Written by Michael J. O’Neill, Esq.
We had won a judgment of $433,000 in 2015 in our client’s long-running and ultimately successful case, Scotty Thyng v. City of Quincy et al, Norfolk Superior Court, Civil Action No. 2010-01449. That was after a two-week jury trial for violation of civil rights against five City of Quincy public officials for delaying and blocking our client’s attempts to build a house for more than 10 years. With interest and attorneys’ fees, that judgment came to more than $1.3 million.
The defendant officials then appealed to the Appeals Court. Their principal issue on appeal was whether previous counsel years earlier had served the Complaint within the time required by Rule 4 (j). The Appeals Court in March 2020 rejected that argument and all the defendants’ other arguments. It upheld the judgment and award (except for one claim of violation of substantive due process against one defendant.)
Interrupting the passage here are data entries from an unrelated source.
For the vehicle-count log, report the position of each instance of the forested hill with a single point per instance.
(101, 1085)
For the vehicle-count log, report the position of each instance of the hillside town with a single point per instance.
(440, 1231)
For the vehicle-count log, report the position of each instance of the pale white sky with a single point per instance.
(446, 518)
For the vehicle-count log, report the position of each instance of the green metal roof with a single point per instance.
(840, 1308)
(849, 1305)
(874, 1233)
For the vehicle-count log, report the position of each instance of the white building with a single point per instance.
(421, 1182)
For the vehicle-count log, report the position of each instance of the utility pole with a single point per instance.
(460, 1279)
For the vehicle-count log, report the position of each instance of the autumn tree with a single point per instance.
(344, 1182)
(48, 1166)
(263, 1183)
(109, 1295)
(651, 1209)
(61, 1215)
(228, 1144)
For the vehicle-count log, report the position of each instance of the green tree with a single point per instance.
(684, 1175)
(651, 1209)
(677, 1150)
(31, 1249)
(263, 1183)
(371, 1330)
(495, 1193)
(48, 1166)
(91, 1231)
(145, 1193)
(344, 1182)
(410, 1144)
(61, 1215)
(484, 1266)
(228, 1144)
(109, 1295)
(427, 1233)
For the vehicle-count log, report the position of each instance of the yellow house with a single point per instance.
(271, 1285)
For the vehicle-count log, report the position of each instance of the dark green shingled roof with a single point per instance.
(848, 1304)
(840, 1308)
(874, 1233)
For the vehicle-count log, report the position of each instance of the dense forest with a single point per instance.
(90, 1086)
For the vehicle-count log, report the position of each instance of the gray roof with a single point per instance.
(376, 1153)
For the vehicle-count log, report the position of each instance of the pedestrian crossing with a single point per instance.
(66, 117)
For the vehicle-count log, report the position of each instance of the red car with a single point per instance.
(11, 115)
The Appeals Court remanded the case on that sole issue of the damages and attorneys’ fees on account of the vacated claim (to eliminate that from the judgment). The defendants quickly sought reconsideration of the Appeals Court remand, limited to the Rule 4(j) issue (original service of the suit). The Appeals court just as quickly denied reconsideration.
This action leaves our client Mr. Thyng’s Superior Court judgment intact that these four City of Quincy officials violated his equal protection rights with a monetary award plus interest which, as the appeal was pending, has grown to about $1.75 million.